Legislation to root out abuse of taxpayers by the Internal Revenue Service is headed for final compromise negotiations following a rare unanimous vote in the Senate.

"The IRS has been out of control," Senate Republican Whip Don Nickles said Thursday night, shortly before the 97-0 roll call.The legislation would see to it "that people who are God-fearing and willing to pay their taxes have nothing" to fear from the IRS, added Nickles, R-Okla.

The measure would provide a variety of new rights for taxpayers, including shifting the burden of proof to the IRS in certain court cases. It also would provide protections for divorced people, mostly women, who face collection actions due to mistakes made by former spouses without their knowledge.

IRS penalties and interest would be suspended in some circumstances, and a new nine-member oversight board would gain authority over law enforcement and collections activity as well as personnel.

Passage came several days after the Senate Finance Committee held a series of hearings at which taxpayers, including former Senate Majority Leader Howard Baker, described mistreatment at the hands of the IRS.

Sen. Bob Bennett, R-Utah, was among those praising the bill.

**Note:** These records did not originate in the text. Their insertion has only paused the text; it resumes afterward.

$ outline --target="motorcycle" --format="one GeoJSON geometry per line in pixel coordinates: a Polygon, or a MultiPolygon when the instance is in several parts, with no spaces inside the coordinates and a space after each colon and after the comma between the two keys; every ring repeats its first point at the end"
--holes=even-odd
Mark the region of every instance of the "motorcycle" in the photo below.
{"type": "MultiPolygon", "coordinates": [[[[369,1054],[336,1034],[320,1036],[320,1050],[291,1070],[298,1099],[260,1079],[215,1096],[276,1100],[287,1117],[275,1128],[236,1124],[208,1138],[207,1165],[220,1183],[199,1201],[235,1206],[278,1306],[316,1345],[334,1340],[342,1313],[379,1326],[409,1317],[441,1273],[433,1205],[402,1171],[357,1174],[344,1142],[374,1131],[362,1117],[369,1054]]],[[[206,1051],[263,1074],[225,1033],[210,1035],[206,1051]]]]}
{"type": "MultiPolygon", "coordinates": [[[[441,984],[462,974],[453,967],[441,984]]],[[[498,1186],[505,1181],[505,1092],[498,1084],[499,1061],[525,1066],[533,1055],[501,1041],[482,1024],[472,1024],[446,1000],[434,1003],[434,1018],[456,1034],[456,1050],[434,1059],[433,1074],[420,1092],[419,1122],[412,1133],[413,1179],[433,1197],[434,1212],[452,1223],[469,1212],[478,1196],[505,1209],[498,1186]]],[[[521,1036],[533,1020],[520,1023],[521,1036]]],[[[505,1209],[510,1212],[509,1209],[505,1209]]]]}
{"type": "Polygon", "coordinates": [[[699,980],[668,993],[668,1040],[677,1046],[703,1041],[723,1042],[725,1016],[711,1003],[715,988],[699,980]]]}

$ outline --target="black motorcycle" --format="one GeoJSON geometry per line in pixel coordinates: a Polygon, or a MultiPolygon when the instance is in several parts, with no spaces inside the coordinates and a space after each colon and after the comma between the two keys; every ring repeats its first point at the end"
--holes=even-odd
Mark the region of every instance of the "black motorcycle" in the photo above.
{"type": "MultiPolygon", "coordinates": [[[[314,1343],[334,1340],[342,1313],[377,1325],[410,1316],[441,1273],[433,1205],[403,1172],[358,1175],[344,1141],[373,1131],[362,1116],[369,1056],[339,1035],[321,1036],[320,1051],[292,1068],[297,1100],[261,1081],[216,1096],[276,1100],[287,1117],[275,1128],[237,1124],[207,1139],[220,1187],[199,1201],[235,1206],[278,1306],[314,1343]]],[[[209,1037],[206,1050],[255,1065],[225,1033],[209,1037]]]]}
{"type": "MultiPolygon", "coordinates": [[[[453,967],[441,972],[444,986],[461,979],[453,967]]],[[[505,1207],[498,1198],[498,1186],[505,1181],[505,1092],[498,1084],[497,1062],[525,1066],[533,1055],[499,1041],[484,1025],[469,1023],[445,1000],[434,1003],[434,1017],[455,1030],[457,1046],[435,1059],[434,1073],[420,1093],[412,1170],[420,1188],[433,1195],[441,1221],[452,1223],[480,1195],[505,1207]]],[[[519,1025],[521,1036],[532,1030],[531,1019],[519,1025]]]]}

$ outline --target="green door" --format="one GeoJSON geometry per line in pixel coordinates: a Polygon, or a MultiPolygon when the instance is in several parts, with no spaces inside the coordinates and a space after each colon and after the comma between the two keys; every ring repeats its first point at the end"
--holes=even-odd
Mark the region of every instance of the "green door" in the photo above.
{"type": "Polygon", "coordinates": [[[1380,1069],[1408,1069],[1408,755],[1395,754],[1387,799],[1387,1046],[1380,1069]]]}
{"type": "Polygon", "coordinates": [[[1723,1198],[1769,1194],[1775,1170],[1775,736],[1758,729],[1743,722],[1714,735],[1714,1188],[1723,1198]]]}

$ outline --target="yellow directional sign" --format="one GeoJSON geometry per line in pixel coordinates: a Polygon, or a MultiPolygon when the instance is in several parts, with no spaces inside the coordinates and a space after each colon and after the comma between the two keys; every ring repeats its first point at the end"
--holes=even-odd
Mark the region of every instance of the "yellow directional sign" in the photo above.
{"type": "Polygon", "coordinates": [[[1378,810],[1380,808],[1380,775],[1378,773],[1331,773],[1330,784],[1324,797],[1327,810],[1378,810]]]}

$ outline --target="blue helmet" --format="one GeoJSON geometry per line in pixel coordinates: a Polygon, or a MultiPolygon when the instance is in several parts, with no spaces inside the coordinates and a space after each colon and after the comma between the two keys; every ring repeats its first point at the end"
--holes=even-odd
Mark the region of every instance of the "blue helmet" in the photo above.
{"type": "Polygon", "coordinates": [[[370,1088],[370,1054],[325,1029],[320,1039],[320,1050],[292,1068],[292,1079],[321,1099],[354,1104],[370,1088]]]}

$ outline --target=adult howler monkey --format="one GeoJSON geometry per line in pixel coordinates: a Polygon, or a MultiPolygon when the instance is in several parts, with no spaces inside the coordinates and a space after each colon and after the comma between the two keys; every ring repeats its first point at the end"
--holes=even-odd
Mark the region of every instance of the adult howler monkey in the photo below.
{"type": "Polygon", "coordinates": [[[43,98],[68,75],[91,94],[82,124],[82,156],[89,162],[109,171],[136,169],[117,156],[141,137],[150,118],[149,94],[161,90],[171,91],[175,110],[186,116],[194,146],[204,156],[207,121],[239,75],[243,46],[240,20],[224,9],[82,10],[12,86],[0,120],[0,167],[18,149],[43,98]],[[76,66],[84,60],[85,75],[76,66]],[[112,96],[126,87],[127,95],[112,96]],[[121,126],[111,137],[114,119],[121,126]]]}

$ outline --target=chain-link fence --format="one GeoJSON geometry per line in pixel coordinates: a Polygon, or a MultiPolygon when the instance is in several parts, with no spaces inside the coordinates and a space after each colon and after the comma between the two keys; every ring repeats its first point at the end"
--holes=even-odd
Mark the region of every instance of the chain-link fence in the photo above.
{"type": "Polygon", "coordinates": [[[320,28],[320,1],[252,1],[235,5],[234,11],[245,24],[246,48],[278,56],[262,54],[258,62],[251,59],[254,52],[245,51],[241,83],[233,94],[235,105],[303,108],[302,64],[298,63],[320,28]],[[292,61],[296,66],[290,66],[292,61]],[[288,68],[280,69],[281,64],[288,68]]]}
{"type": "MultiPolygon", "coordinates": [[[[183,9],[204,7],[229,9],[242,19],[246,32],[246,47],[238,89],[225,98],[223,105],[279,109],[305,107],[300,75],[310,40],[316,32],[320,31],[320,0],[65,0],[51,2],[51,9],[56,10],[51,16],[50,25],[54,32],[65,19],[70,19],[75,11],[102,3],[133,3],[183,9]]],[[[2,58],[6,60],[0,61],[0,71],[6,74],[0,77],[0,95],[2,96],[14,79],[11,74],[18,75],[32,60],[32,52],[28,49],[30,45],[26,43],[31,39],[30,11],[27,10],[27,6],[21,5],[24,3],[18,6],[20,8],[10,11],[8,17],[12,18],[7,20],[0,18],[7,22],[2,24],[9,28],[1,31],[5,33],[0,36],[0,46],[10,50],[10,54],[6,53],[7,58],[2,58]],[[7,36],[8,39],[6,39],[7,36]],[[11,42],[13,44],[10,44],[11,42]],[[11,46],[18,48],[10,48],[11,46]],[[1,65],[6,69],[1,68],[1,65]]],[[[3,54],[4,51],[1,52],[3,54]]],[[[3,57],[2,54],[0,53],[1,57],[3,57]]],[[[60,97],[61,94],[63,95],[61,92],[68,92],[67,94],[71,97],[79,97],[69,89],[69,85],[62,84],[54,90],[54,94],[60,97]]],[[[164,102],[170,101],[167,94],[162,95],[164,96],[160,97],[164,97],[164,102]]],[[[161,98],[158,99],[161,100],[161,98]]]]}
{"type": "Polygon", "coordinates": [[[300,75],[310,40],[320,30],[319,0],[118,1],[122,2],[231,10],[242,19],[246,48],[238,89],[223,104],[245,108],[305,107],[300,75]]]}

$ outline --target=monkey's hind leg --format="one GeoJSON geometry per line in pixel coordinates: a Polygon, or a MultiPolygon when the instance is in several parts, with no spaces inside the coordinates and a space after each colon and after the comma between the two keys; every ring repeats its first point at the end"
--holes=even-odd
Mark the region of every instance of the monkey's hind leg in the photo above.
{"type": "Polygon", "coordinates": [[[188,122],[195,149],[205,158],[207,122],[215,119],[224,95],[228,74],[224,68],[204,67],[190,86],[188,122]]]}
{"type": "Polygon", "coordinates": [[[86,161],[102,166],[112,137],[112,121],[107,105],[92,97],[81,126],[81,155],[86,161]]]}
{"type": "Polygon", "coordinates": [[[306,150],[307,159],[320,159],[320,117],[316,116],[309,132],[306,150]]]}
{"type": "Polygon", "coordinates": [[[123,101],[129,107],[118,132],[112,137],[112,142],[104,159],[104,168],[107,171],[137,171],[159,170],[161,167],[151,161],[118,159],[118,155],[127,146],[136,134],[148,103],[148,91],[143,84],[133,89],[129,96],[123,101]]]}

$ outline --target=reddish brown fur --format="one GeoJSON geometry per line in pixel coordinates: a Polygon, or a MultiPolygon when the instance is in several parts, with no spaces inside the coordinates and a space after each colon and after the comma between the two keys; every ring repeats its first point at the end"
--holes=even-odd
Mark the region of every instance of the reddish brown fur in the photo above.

"This act takes aggressive steps to return the agency to its original purpose, one of serving the American people rather than intimidating them with flawed and aggressive methods of tax collection," he said.

"The problem is that the agency itself has too much power and not enough sunshine," said Sen. William Roth, chairman of the finance committee and chief architect of the bill.

"It's an environment where honesty can be met by retaliation, where employees can be frightened to come forward . . . where the taxpayer is often perceived as the enemy and not the customer."

The House last year passed a less sweeping measure. Roth said no timetable has been set for the start of compromise discussions.

In a statement issued after the vote, President Clinton applauded the Senate's action and urged both the House and Senate to "send me a bill that expands taxpayer rights."